Keywords: forecasting, machine learning, data science, capacity planning, change points
Salesforce is a cloud-based enterprise software platform that supports a wide variety of customer use cases, from managing corporate sales teams to call centers. To support our diverse and growing customer base, Salesforce spends billions of dollars to build and operate first-party data centers and public cloud resources across the world. Since our customers' data is often business critical, it is imperative that our global infrastructure is always available.

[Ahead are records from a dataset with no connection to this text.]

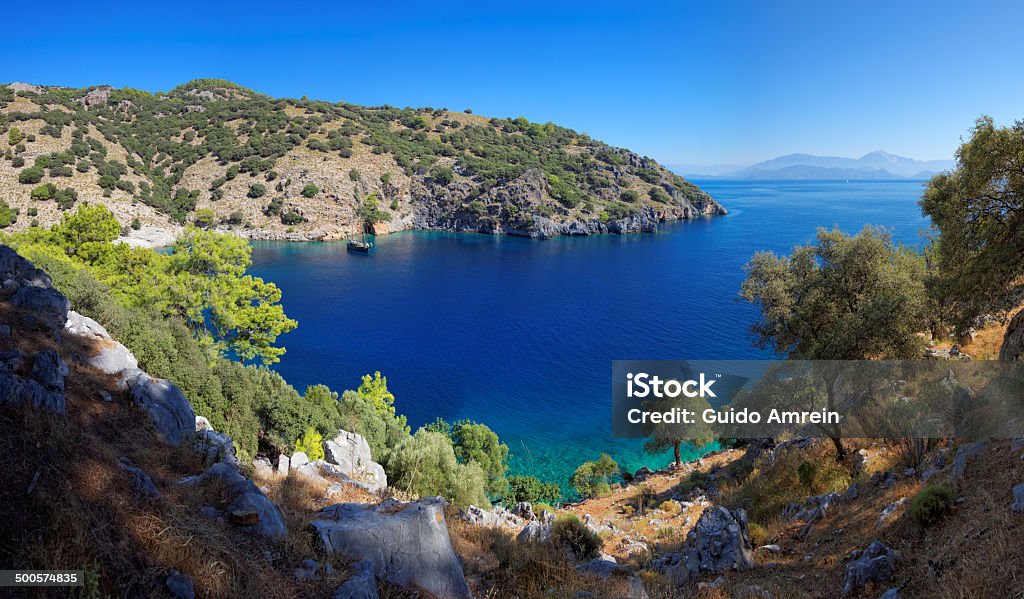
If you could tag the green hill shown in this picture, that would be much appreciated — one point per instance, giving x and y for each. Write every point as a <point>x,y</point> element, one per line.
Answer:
<point>221,155</point>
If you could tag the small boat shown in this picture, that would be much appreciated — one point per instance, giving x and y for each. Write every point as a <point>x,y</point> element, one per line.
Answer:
<point>355,247</point>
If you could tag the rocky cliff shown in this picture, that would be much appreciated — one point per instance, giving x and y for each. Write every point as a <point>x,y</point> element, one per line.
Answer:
<point>218,155</point>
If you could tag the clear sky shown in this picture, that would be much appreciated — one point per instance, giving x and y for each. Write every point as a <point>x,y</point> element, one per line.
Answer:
<point>717,82</point>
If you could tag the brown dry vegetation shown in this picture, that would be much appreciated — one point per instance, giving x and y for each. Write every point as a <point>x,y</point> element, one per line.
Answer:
<point>68,505</point>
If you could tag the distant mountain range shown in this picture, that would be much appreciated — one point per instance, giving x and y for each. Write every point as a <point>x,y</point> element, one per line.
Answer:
<point>877,165</point>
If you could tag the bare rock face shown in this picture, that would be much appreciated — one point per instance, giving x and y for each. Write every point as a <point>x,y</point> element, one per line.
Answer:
<point>426,558</point>
<point>875,564</point>
<point>720,542</point>
<point>350,453</point>
<point>96,97</point>
<point>1013,342</point>
<point>165,404</point>
<point>248,507</point>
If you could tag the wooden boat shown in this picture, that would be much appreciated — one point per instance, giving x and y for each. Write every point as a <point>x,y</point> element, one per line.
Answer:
<point>358,247</point>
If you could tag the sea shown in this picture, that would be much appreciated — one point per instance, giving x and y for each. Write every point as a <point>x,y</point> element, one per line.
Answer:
<point>519,334</point>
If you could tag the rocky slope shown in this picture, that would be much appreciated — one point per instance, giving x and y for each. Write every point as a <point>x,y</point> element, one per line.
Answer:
<point>224,156</point>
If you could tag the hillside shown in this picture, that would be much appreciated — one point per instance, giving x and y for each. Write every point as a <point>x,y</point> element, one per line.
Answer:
<point>216,154</point>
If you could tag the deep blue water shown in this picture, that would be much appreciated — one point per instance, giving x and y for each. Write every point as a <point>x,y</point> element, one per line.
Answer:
<point>520,334</point>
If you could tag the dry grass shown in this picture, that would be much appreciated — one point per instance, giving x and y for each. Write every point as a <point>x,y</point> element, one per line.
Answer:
<point>68,505</point>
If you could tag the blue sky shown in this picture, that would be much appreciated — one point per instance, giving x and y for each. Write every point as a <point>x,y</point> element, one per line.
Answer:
<point>686,83</point>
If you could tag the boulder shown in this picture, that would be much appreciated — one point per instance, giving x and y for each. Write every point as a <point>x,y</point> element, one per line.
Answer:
<point>19,271</point>
<point>141,483</point>
<point>720,542</point>
<point>49,370</point>
<point>47,304</point>
<point>165,404</point>
<point>17,391</point>
<point>215,446</point>
<point>536,531</point>
<point>361,585</point>
<point>298,459</point>
<point>372,532</point>
<point>876,564</point>
<point>350,453</point>
<point>964,454</point>
<point>523,510</point>
<point>262,468</point>
<point>180,586</point>
<point>84,327</point>
<point>245,498</point>
<point>1018,505</point>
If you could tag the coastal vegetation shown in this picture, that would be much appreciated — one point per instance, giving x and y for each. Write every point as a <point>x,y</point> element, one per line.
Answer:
<point>212,144</point>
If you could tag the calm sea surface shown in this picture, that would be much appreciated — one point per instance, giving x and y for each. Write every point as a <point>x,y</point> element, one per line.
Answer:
<point>520,334</point>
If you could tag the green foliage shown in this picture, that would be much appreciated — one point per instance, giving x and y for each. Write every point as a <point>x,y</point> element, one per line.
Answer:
<point>256,190</point>
<point>591,478</point>
<point>371,211</point>
<point>842,298</point>
<point>310,443</point>
<point>978,211</point>
<point>31,175</point>
<point>530,488</point>
<point>568,531</point>
<point>932,504</point>
<point>425,464</point>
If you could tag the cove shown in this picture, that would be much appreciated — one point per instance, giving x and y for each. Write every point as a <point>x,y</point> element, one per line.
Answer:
<point>519,334</point>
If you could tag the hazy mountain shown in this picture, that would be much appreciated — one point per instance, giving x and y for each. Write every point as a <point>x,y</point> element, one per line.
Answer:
<point>876,165</point>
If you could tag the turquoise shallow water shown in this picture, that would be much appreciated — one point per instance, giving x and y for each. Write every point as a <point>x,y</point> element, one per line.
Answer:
<point>520,334</point>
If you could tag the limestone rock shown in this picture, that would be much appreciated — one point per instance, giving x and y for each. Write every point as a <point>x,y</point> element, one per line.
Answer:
<point>350,453</point>
<point>245,497</point>
<point>964,454</point>
<point>165,404</point>
<point>48,304</point>
<point>49,370</point>
<point>361,585</point>
<point>720,542</point>
<point>876,564</point>
<point>373,532</point>
<point>536,531</point>
<point>17,391</point>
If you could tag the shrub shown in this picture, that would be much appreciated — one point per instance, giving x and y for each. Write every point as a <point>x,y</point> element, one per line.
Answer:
<point>425,464</point>
<point>31,175</point>
<point>44,191</point>
<point>931,504</point>
<point>310,443</point>
<point>591,478</point>
<point>568,531</point>
<point>257,190</point>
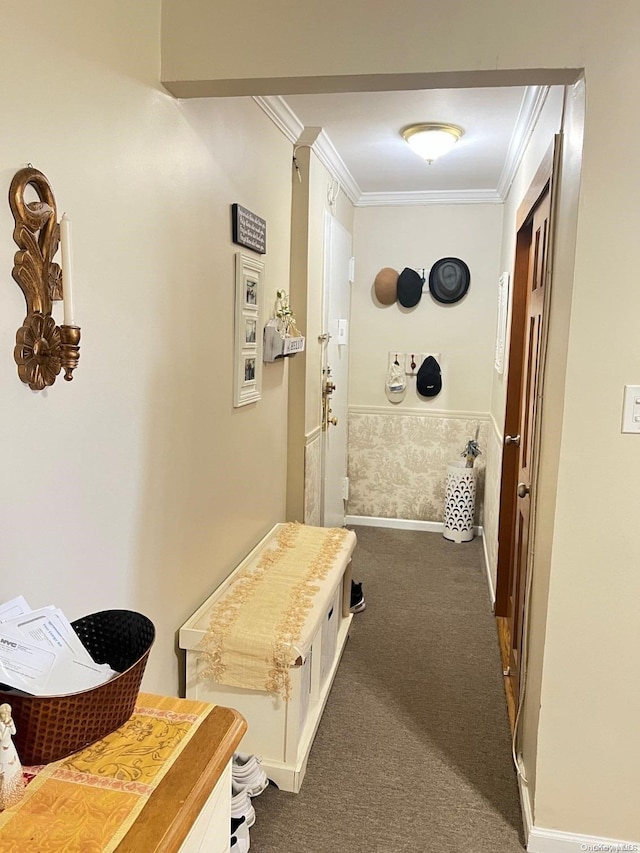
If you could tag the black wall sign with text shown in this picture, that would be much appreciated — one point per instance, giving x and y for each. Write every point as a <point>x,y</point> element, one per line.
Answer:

In this presentation, we will share how the Salesforce infrastructure analytics team handles forecasting at scale in a multi-tenant infrastructure environment that is constantly growing and changing as our customers' workloads evolve. It as though you are flying in a Boeing 777 and mid-flight chairs are thrown out the window or a group of passengers with heavy luggages decides to join or a wing is removed, and you try to predict the flight direction or anticipate incidents or flight degradations. We thus need a forecasting system that can predict certain key metrics within the next year while readjusting for sudden changes.
Our capacity bottleneck metrics are diverse with different type of seasonalities or no seasonality, and often have changes in their growth trajectory. We forecast system metrics such as App and DB CPU Utilization, Storage, proxies for SAN IO, Customer Traffic, among others.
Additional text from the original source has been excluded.